The hover is not an iPhone vs developer problem, it's a touchscreen problem. Hover feels very natural with a mouse, but there's no logical equivalent on a touchscreen.
"on hover" is a side effect of pointing at things with a mouse. With a touch screen you touch things directly with your finger, you don't hover. So you have to design your website/app with that in mind: users will touch whatever they want to interact with. That's neither a mouse "on hover", nor a mouse "click".
Of course you can forgo people who use touchscreen, or even mouse and go keyboard only... it's a choice.
> ...but there's no logical equivalent [to hover] on a touchscreen.
There isn't now, but there well could be.
Suppose for a moment that you get a good old cursor on iPhone and it follows your fingertip as you move it around the screen. It wouldn't even have to be user-visible. To click, you press a bit stronger, or you raise & lower your finger (`tap' if you will). The hover's back.
There's nothing inherent in touch-based technology that prevents hovers from working. Such behavior has been available way on (decent) touchpads for well over a decade now, modulo user-level configuration.

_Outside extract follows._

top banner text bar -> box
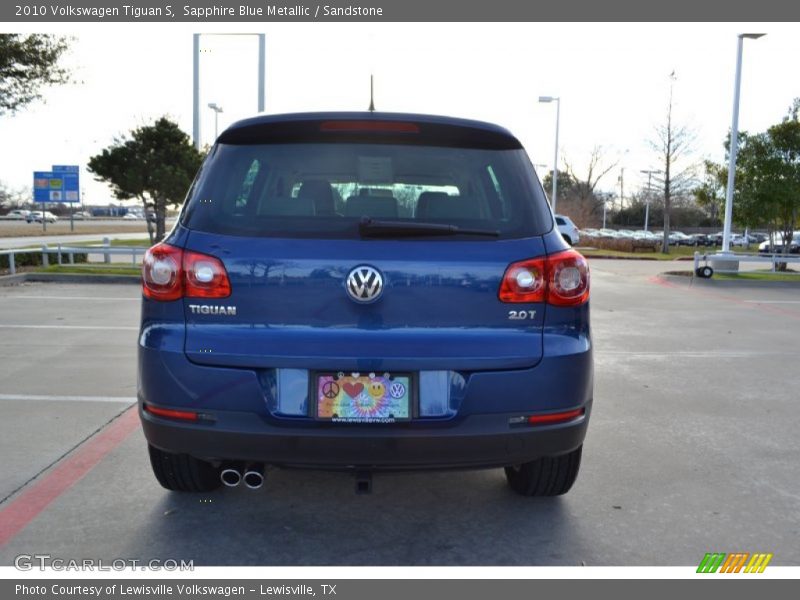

On touch touchscreen it feels natural to just touch the part of the screen you want to interact with. I hate the word, but it's intuitive. It doesn't feel like something you need to learn and become familiar with. My daughter understood how to use my iPad when she was less that one year old. She just touched the screen and something happened, she was happy. Even my mother-in-law understand how to use a touchscreen.
Neither my daughter nor my mother-in-law can use a mouse: it requires too much dexterity. I've seen people hovering a mouse in front of the screen hoping that something will happen. It's less intuitive, but it's familiar to all of us on hackernews.
What I'm trying to say is that there is something intrinsically natural and easy with a touchscreen: touch - interact. We won't go back from that.
I might be proven wrong, and tomorrow everybody will do on hover with its phone/tablet with the process you describe, or the one described by grovulent, or another one. But my guess is that it will remain mostly unused, except for a few "power users".
That's some very narrow thinking backed only by your anecdotal evidence.
Twenty years ago, I'm sure people would have been skeptical if you told them that someday, they would be able to wirelessly interact with a mass network of information via a touch-responsive, glassy device that fits in the palm of their hand.
Now where would be today if we'd listened to THOSE skeptics...
It's funny that we get this kind of response after that rant about the future of UI earlier this week
If we think about the future of touch and gesture interfaces, I absolutely think we'll see a hover state be implemented, but it won't be connected to a mouse cursor. That's moving backwards.
There will likely come a point where a touch or gesture interface will be able to tell if your hand or finger is quite literally -hovering- over a touch-enabled element, and will be able to give you context.
It's seems completely intuitive. If you're hovering over an element, you're likely hesitating, so give more context. Preview the next screen, provide info in a tooltip. Why wouldn't you take advantage of this?
> There will likely come a point where a touch or gesture interface will be able to tell if your hand or finger is quite literally -hovering- over a touch-enabled element, and will be able to give you context.
A Synaptics touchpad can do that, no problem. Used for, at very least, the `palm detect' functionality. Catches a single finger at a few milimeters' distance, configurable to the boot.
But I believe pushing that is a prime example of backwardnes -- a metaphor taken literally overriding ergonomics concerns. It taxes your muscles more to hover your hand in air with no support, than to slide it on screen. Perhaps that doesn't concern a person nearing top physical fitness, but that's a limited segment of market. Also, keeping fingers away precludes tactile feedback of reaching edge of active area, or some sort of active tactile feedback: http://www.macrumors.com/2009/12/24/apples-research-on-tacti...
I never said it was an iphone vs developer problem - I said it was a platform vs developer problem.
If developers choose en masse various interface methods that a particular platform doesn't support - that platform loses.. end of story.
Nor is there anything inherently impossible about hover + touchscreen. Double tap to prevent scrolling (and at least on my nexus S I'd prefer that to zooming which 3/4 times doesn't actually zoom at all). Move finger across screen - stop over element without additional tap. That's hover baby!
Not sure why folks voting me down. What I'm saying is not only right - it's sensible... and it's also preferable. Developers should be deciding UI reality.
"The hover is not an iPhone vs developer problem, it's a touchscreen problem. Hover feels very natural with a mouse, but there's no logical equivalent on a touchscreen."
Build your interface around the inputs. One nice thing about using CSS in this manner is one could (along with some discrete use of JS) build equivalent interfaces which are useful on touchscreens.
"on hover" is a side effect of pointing at things with a mouse. With a touch screen you touch things directly with your finger, you don't hover. So you have to design your website/app with that in mind: users will touch whatever they want to interact with. That's neither a mouse "on hover", nor a mouse "click".
Of course you can forgo people who use touchscreen, or even mouse and go keyboard only... it's a choice.